Obviously a phenomenal amount of money is still being spent in brick and mortar retail stores on Thanksgiving Day despite the trend of increasing online sales.  By no means am I suggesting that Massachusetts repeal or modify its in-place blue laws with respect to its Thanksgiving Day prohibitions.  If Massachusetts wants to continue protecting employees of the state, considering that the vast majority of sales revenue still originates from brick and mortar retail, these blue laws ought to remain as they are.  What the data provided above does reveal, however, is that the way consumers are spending is rapidly shifting.  It is not outside the realm of possibility to see online sales on Thanksgiving Day surpass brick and mortar retail sales within the next ten or so years as more consumers have access to Internet-connected devices and retailers offer more convincing “online-exclusive” promotions and sales.

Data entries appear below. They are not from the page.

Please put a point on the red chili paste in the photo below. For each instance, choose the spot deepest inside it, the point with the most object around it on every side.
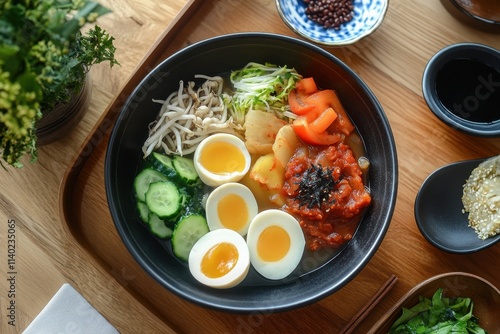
(324, 189)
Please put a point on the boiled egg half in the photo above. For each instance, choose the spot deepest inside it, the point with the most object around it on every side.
(220, 259)
(276, 243)
(221, 158)
(233, 206)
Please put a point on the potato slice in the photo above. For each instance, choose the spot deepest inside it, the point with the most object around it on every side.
(261, 128)
(269, 172)
(285, 144)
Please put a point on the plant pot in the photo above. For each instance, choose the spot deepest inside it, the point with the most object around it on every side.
(60, 121)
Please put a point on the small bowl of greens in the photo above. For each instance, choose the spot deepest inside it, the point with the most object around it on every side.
(239, 88)
(460, 301)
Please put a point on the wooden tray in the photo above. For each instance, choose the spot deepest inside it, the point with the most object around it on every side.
(84, 209)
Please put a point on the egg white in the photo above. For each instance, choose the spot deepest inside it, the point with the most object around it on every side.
(209, 240)
(213, 218)
(284, 267)
(214, 179)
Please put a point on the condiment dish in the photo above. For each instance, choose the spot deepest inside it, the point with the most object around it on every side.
(438, 210)
(219, 56)
(484, 295)
(482, 10)
(461, 86)
(367, 17)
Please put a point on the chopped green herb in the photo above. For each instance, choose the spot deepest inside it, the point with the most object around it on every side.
(261, 87)
(438, 315)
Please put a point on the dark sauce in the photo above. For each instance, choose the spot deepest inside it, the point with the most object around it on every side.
(470, 89)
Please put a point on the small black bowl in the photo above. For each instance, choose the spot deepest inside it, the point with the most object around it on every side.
(438, 210)
(461, 86)
(218, 56)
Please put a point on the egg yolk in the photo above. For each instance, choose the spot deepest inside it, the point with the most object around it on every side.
(222, 158)
(219, 260)
(273, 244)
(232, 211)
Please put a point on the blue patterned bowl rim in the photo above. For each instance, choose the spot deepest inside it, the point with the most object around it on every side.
(368, 16)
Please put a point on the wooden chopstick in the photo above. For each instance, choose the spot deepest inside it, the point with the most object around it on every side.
(363, 313)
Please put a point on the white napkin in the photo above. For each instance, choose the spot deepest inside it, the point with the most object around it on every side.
(68, 312)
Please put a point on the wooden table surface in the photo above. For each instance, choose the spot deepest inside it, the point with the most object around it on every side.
(391, 62)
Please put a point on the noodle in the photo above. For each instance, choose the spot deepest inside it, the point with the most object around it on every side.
(188, 116)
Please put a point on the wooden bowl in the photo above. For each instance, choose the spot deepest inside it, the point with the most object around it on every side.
(484, 295)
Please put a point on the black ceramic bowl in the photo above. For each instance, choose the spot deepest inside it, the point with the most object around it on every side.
(220, 55)
(461, 85)
(439, 210)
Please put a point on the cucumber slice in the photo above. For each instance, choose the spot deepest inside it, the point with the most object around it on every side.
(185, 169)
(187, 231)
(164, 199)
(143, 210)
(144, 179)
(158, 228)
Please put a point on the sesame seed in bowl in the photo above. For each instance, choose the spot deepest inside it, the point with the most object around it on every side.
(332, 22)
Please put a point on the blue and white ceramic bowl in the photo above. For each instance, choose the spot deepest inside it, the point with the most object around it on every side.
(368, 16)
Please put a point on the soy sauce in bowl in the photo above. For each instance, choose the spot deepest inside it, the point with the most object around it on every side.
(470, 89)
(461, 85)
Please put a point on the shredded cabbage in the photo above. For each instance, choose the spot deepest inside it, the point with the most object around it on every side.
(261, 87)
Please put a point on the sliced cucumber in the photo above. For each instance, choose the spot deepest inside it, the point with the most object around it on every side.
(187, 231)
(158, 228)
(144, 179)
(143, 210)
(164, 199)
(185, 169)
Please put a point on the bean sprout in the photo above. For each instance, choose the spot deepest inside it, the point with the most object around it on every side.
(188, 116)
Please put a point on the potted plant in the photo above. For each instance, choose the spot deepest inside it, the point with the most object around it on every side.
(44, 59)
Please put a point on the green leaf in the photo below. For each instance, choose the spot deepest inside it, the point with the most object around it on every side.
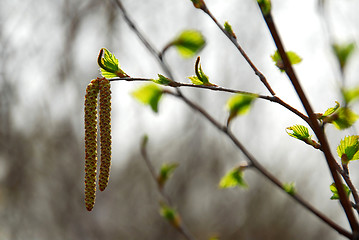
(292, 56)
(189, 43)
(299, 132)
(343, 52)
(110, 67)
(162, 80)
(166, 172)
(228, 29)
(265, 6)
(201, 78)
(233, 178)
(170, 215)
(289, 188)
(351, 94)
(149, 94)
(334, 190)
(239, 104)
(345, 118)
(195, 80)
(348, 149)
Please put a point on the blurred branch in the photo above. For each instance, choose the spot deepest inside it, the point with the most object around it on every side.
(344, 200)
(179, 225)
(144, 40)
(222, 89)
(255, 163)
(311, 120)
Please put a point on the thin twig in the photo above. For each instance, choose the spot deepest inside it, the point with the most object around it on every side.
(344, 200)
(255, 163)
(241, 50)
(274, 99)
(180, 227)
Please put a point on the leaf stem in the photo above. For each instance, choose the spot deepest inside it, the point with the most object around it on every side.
(255, 163)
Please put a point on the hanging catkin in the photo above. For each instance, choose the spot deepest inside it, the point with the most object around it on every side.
(105, 132)
(91, 142)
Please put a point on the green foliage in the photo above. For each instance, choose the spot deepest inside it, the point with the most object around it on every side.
(189, 43)
(345, 118)
(110, 67)
(343, 52)
(165, 173)
(299, 132)
(170, 215)
(265, 6)
(233, 178)
(201, 78)
(229, 30)
(340, 117)
(289, 188)
(302, 133)
(292, 56)
(350, 95)
(162, 80)
(239, 104)
(348, 149)
(330, 111)
(149, 94)
(334, 190)
(198, 4)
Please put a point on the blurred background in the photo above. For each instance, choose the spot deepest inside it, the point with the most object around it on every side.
(48, 56)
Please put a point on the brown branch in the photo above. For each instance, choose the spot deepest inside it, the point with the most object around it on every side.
(255, 163)
(240, 49)
(344, 200)
(274, 99)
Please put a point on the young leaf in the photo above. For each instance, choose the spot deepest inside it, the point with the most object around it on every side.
(289, 188)
(332, 110)
(201, 78)
(149, 94)
(292, 56)
(165, 173)
(195, 80)
(162, 80)
(189, 43)
(265, 6)
(334, 190)
(350, 95)
(233, 178)
(110, 67)
(348, 149)
(229, 30)
(340, 117)
(345, 118)
(299, 132)
(239, 104)
(343, 52)
(170, 215)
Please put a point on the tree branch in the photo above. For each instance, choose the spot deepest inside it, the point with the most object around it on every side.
(344, 200)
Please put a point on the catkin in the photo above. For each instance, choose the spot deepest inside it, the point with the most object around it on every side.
(105, 132)
(91, 143)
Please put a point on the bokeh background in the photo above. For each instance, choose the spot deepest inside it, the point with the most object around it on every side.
(48, 56)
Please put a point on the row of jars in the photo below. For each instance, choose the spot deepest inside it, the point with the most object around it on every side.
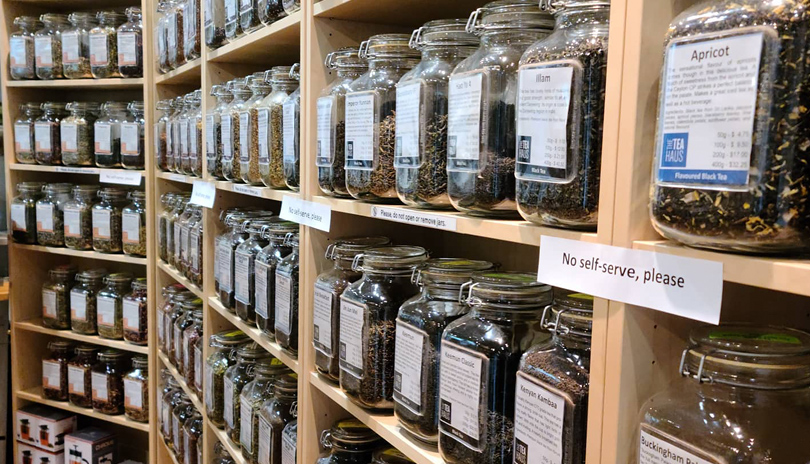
(80, 217)
(178, 135)
(253, 131)
(80, 45)
(109, 135)
(107, 380)
(92, 301)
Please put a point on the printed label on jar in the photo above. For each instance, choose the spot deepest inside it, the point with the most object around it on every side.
(545, 93)
(464, 116)
(408, 387)
(360, 130)
(702, 138)
(460, 408)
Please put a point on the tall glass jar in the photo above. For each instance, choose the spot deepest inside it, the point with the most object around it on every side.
(421, 119)
(480, 354)
(420, 325)
(481, 108)
(368, 312)
(735, 381)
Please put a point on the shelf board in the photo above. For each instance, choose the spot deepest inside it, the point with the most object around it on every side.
(35, 395)
(120, 258)
(515, 231)
(386, 426)
(35, 325)
(255, 334)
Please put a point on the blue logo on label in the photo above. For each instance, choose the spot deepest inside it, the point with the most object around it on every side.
(674, 150)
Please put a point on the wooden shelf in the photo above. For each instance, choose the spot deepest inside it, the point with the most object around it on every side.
(257, 336)
(35, 395)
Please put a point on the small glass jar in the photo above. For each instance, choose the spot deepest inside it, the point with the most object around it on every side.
(735, 381)
(54, 371)
(22, 57)
(80, 383)
(78, 218)
(50, 215)
(481, 144)
(331, 123)
(510, 305)
(107, 220)
(24, 147)
(110, 305)
(421, 120)
(48, 46)
(56, 297)
(108, 382)
(136, 390)
(420, 325)
(368, 312)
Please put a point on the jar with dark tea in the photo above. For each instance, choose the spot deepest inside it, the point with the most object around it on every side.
(481, 107)
(368, 312)
(480, 354)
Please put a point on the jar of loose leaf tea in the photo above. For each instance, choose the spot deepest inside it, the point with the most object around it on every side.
(481, 107)
(83, 302)
(741, 397)
(24, 132)
(371, 118)
(420, 325)
(108, 382)
(368, 312)
(21, 48)
(421, 119)
(480, 353)
(136, 390)
(50, 215)
(110, 305)
(78, 217)
(56, 297)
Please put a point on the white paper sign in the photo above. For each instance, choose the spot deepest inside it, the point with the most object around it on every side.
(686, 287)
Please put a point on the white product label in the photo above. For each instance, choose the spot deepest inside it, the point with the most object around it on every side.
(408, 112)
(408, 366)
(539, 415)
(460, 390)
(360, 130)
(544, 97)
(703, 138)
(464, 121)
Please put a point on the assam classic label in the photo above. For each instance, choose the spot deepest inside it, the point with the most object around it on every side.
(708, 107)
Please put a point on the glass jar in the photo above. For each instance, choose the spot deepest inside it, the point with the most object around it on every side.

Perhaps this Thanksgiving Day and Black Friday trend is evidence of a bigger picture shift in consumer behavior.  Maybe, just maybe, brick and mortar retail stores as we know them now will cease to exist and storefronts will serve only to display available products, allowing consumers to test or experience products prior to purchasing online.  Having a fully stocked storefront will no longer be a concern as all products may be shipped from warehouses as online orders are placed.  Employees will be more like customer services representatives, purposed to answer a customer’s questions, and less like sales agents.  Individuals with MBAs, naturally, might be better equipped to tackle the questions, issues, and hypothetical in this paragraph than a law student such as myself.


Bio: Ben is a Staff Member of the Journal of High Technology Law.  He is currently a 3L at Suffolk Law with a concentration in Intellectual Property.  He holds a B.A. in Literature from Florida State University and was born in Hollywood, FL.  Ben currently resides in Allston, MA with two cats named after Major League Baseball Hall of Fame inductees.